In this case, counsel for the Government undoubtedly articulated a race-neutral explanation for striking the two black venire-women. The explanation is also sufficiently specific under
Batson
inasmuch as it provided the District Court a basis upon which to conclude that the Government had not stricken these venirewomen on the assumption that they would be partial to defendant because of their shared race.
See Batson,
For the foregoing reasons, we hold that the District Court did not err in determining that defendant failed to establish a Batson violation. The final order of the District Court is therefore affirmed.
Notes
. The Honorable Clyde S. Cahill, United States District Judge for the Eastern District of Missouri.

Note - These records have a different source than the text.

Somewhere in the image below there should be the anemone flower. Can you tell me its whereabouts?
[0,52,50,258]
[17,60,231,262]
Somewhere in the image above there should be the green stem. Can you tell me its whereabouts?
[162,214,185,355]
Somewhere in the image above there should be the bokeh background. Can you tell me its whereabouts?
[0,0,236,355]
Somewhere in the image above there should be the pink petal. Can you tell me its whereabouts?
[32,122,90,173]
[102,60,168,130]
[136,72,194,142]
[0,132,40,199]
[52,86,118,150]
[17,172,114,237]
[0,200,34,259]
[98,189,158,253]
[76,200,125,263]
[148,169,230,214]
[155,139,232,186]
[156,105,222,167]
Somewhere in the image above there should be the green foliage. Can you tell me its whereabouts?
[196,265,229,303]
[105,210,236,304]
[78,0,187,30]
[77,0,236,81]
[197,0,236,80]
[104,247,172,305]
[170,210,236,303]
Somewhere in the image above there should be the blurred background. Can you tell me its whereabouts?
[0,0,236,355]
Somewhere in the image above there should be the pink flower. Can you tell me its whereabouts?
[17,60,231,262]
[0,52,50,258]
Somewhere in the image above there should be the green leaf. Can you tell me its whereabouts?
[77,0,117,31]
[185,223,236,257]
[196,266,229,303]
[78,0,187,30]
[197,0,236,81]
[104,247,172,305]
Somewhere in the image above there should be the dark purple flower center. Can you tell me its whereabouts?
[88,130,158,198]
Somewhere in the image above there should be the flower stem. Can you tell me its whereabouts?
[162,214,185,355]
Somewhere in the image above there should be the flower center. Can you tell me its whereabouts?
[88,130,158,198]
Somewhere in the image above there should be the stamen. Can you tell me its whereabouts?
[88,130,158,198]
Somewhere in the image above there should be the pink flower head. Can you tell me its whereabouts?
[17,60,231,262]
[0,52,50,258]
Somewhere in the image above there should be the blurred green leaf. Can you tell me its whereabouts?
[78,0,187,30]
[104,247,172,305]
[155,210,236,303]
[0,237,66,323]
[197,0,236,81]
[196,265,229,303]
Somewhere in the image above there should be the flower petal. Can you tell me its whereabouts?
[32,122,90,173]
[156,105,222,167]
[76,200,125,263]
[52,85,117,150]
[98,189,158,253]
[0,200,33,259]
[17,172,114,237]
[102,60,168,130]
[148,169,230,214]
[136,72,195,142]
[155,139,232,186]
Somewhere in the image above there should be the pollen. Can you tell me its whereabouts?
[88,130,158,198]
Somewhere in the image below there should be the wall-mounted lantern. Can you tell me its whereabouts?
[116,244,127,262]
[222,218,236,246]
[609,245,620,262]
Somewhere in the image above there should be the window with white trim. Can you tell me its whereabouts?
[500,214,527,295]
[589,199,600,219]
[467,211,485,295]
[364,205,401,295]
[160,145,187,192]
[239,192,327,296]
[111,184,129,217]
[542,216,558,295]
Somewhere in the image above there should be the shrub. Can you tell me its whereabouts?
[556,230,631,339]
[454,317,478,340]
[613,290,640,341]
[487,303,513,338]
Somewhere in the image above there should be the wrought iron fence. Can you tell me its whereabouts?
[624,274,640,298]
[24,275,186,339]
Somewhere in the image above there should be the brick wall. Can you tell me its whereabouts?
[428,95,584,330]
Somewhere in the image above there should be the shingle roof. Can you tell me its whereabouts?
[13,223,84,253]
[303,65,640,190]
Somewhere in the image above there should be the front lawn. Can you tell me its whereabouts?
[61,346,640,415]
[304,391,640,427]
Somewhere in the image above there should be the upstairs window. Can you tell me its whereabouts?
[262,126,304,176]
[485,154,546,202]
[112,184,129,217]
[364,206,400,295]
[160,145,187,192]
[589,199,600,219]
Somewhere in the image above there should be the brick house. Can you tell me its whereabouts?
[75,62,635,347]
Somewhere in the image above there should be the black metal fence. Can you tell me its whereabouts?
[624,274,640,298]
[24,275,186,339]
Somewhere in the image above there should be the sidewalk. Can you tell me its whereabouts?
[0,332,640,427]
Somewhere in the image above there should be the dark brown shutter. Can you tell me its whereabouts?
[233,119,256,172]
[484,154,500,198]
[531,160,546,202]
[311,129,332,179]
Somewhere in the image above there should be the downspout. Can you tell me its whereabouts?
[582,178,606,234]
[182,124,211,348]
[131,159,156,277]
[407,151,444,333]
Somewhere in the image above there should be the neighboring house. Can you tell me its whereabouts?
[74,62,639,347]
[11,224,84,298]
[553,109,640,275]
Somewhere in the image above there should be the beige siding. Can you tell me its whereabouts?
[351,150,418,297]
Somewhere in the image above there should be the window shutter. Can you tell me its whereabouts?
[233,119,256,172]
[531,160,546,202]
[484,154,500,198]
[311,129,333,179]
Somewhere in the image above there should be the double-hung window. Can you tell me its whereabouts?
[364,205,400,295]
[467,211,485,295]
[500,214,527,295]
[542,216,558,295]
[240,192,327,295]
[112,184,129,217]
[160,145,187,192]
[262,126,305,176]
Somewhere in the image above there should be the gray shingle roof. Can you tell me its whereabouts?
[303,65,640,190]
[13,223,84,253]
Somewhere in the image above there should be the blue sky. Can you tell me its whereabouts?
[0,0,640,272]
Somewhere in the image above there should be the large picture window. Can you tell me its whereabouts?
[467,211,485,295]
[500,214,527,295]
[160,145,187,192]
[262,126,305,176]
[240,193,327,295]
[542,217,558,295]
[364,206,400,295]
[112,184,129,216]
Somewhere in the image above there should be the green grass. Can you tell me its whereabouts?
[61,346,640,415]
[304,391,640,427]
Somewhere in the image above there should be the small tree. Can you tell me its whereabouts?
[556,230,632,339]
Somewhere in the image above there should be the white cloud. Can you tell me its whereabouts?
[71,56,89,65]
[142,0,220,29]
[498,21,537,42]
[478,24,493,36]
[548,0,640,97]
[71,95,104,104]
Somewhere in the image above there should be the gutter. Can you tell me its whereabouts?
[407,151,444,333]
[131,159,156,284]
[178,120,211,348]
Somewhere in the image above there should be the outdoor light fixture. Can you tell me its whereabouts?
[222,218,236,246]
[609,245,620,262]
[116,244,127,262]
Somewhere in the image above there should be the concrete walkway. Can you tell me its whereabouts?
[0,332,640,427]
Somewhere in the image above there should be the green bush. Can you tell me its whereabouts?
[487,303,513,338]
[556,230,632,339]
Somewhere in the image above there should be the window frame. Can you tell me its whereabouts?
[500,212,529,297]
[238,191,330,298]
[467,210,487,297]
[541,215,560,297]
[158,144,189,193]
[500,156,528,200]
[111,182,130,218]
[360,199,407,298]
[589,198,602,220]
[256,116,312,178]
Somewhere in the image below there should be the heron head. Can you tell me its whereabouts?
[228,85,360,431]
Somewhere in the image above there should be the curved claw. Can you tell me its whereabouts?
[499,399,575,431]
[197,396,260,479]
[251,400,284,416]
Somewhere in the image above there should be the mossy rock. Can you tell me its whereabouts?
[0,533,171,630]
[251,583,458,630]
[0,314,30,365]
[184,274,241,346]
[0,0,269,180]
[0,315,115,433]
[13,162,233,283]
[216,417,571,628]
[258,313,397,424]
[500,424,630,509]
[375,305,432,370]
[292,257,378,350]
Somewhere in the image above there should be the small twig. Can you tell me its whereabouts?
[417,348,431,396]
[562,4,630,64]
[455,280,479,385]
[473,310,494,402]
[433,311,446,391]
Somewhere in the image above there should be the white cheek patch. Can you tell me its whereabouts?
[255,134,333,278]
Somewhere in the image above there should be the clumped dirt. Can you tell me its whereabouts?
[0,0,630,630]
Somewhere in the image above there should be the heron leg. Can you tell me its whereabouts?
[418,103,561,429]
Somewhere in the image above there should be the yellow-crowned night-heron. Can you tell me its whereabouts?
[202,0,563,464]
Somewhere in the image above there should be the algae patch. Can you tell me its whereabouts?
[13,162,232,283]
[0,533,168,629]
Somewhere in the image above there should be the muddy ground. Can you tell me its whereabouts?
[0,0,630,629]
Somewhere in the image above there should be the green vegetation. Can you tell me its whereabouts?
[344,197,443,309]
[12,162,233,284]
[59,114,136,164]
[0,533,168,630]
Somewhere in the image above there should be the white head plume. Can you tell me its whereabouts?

. On September 10, 1985 a jury found defendant guilty of possession of a "sawed-off’ shotgun in violation of 26 U.S.C. § 5861(d) (1982). The District Court entered judgment on the jury verdict and sentenced defendant to six years imprisonment on October 25, 1985.
. The Government does not contest this finding on appeal.
.At oral argument defendant informed us that he does not contend the District Court had before it evidence from which it should have found the Government’s proffered explanations pretextual. As we understand it, defendant’s claim of error fails without more if we find that the Government’s proffered explanations meet Batson’s legal standards.
. Their names do not appear in the record before us.
. The District Court found that despite this passage of time “counsel for the Government made a good faith effort to recall his reasons for striking the black prospective jurors." Wilson, slip op. at 3. The District Court also found that counsel for the Government was without benefit of the jury list he used during voir dire and any notes he might have made during trial. Defendant was tried roughly eight months prior to the Supreme Court’s decision in Batson.
. At the Batson hearing counsel for the Government also informed the District Court that "[g]enerally, ... I’m interested in people that talk.... I like to try and see what they have to say, how they say it.” Transcript of March 31, 1988 Hearing at 13. In his brief, defendant argues at some length that counsel for the Government did not in fact exercise his peremptory challenges based on the opportunity (or lack thereof) counsel had to observe the stricken venirewomen respond to voir dire questions. See Appellant’s Brief at 5-6. Since the District Court did not rely on this particular proffered explanation for the Government’s strikes, defendant’s argument is beside the point.